The United States thanks the Special Rapporteur for presenting his report on what he calls lethal autonomous robotics (“LARs”) and what we would refer to as autonomous weapons systems.
We appreciate the Special Rapporteur’s recognition of U.S. Department of Defense Directive 3000.09, a policy that establishes a prudent, flexible, and responsible framework for the development and use of autonomous capabilities in weapons systems, including a stringent review process for certain, new types of autonomous weapons that might be proposed in the future. As reflected in this and other directives, the United States remains committed to complying with the law of war, also called international humanitarian law (IHL), with respect to all new weapons systems and their use in armed conflict.
Although we may differ on some aspects of the report, we agree that lethal autonomous weapons may present important legal, policy, and ethical issues, and we call on all States to proceed in a lawful, prudent, and responsible manner when considering whether to incorporate automated and autonomous capabilities in weapon systems.
As the report suggests, this is not an entirely new issue. Some existing weapon systems meet the basic definition of an autonomous weapon as used in this report. For example, for decades, the United States has operated defensive systems, such as the ship-based Aegis or land-based Patriot surface-to-air missile defenses, which can operate in a human-supervised autonomous mode to defend against time-critical air and missile attacks. At the same time, as the report also correctly notes, “[t]echnology may in some respects be less advanced than is suggested by popular culture.” For example, for U.S. unmanned aircraft, human operators control weapons employment at all times; they are not autonomous weapons.

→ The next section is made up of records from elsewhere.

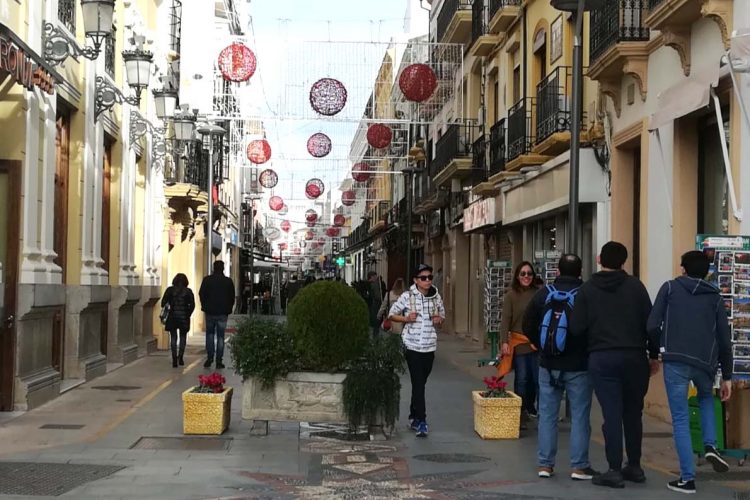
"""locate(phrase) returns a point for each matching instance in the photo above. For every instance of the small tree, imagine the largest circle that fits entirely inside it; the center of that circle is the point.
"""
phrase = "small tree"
(329, 325)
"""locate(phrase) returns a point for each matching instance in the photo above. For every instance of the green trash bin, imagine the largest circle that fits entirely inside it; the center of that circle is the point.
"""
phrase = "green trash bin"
(696, 437)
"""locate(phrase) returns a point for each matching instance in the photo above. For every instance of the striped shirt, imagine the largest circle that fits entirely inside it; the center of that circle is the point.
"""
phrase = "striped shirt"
(420, 336)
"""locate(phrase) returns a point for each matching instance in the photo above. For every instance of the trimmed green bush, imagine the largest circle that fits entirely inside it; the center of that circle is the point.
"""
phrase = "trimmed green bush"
(262, 348)
(329, 325)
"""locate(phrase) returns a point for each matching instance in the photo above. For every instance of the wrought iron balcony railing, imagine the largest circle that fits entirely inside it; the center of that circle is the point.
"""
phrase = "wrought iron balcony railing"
(66, 14)
(617, 21)
(497, 147)
(520, 136)
(496, 5)
(447, 11)
(455, 143)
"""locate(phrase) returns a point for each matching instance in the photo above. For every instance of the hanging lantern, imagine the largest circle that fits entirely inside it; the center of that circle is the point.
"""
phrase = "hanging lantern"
(237, 63)
(268, 178)
(361, 172)
(259, 151)
(348, 198)
(319, 145)
(275, 203)
(314, 188)
(417, 82)
(379, 136)
(328, 96)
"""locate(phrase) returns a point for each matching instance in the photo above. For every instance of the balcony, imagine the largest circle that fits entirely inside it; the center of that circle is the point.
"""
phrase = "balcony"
(674, 19)
(619, 45)
(453, 153)
(482, 41)
(553, 104)
(454, 21)
(502, 14)
(520, 136)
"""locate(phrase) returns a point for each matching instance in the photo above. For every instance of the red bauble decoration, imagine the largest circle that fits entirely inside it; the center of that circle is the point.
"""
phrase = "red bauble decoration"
(319, 145)
(328, 96)
(275, 203)
(379, 136)
(417, 82)
(237, 63)
(314, 188)
(348, 198)
(361, 172)
(259, 151)
(268, 178)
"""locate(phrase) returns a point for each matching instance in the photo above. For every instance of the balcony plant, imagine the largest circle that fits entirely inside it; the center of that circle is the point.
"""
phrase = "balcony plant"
(206, 408)
(497, 411)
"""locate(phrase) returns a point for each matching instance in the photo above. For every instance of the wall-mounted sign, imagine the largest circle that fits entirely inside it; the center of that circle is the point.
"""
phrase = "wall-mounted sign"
(479, 214)
(22, 64)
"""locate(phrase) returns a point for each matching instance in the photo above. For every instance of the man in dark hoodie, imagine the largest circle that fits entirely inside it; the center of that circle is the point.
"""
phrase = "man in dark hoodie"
(560, 371)
(611, 311)
(690, 325)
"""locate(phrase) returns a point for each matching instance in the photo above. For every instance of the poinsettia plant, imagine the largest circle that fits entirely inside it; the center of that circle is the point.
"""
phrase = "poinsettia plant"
(211, 383)
(496, 388)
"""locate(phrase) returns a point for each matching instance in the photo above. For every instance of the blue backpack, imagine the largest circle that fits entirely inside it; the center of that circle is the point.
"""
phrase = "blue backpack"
(553, 332)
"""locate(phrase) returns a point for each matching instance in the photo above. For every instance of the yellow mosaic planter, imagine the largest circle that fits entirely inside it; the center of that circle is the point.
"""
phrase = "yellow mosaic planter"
(206, 413)
(497, 418)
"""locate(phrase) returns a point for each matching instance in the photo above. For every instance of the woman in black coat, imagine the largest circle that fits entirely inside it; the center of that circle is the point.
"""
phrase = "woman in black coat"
(181, 306)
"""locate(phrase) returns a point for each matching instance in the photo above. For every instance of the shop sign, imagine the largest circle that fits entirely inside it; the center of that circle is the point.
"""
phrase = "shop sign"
(479, 214)
(22, 64)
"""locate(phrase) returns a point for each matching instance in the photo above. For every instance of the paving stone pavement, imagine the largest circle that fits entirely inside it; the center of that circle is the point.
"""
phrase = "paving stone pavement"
(452, 463)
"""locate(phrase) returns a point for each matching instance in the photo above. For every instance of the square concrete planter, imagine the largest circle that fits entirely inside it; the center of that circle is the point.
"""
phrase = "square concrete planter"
(497, 418)
(206, 413)
(298, 397)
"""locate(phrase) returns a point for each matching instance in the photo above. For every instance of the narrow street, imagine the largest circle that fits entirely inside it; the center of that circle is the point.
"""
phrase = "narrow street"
(120, 436)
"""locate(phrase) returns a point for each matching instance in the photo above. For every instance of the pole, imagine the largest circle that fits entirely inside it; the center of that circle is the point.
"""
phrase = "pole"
(575, 131)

We welcome further discussion among States of the legal, policy, and technological implications associated with lethal autonomous weapons. However, we note that these implications go beyond the Human Rights Council’s core expertise. We therefore would like to see such discussion take place in an appropriate forum that has a primary focus on international humanitarian law issues, with the participation of States that have incorporated or are considering incorporating automated and autonomous capabilities in weapon systems. In such a discussion among States, we believe that it will be important to ensure that technical, military, and IHL expertise is included.
Special Rapporteur on the Human Rights of Internally Displaced Persons
The United States welcomes the Special Rapporteur’s report on the Human Rights of Internally Displaced Persons (IDPs), including the focus on internally displaced women. Protection of women and girls affected by conflict is a priority for the United States and we encourage consideration of the report’s recommendations.
The worldwide number of people internally displaced by conflict or human rights violations has reached an all-time high of over 28 million people. This is an increase of nearly 10 percent in the last year alone. This number is double the total number of refugees worldwide. Given the magnitude of this problem, we strongly support the Special Rapporteur’s efforts to identify the way forward for strengthening protection and assistance for these vulnerable people.
We appreciate the Special Rapporteur’s efforts to increase attention to the human rights of IDPs within the broader United Nations system and in the wider humanitarian community through participation in the Inter-Agency Standing Committee. We urge stronger and more regular communication with UN development actors who can play a key role in helping to secure sustainable and long-lasting solutions to internal displacement that will help ensure that they fully enjoy their basic human rights.
Mr. Beyani, how do you plan to support efforts to implement the African Union’s Kampala Convention for the Protection and Assistance of Internally Displaced Persons in Africa that has recently come into force?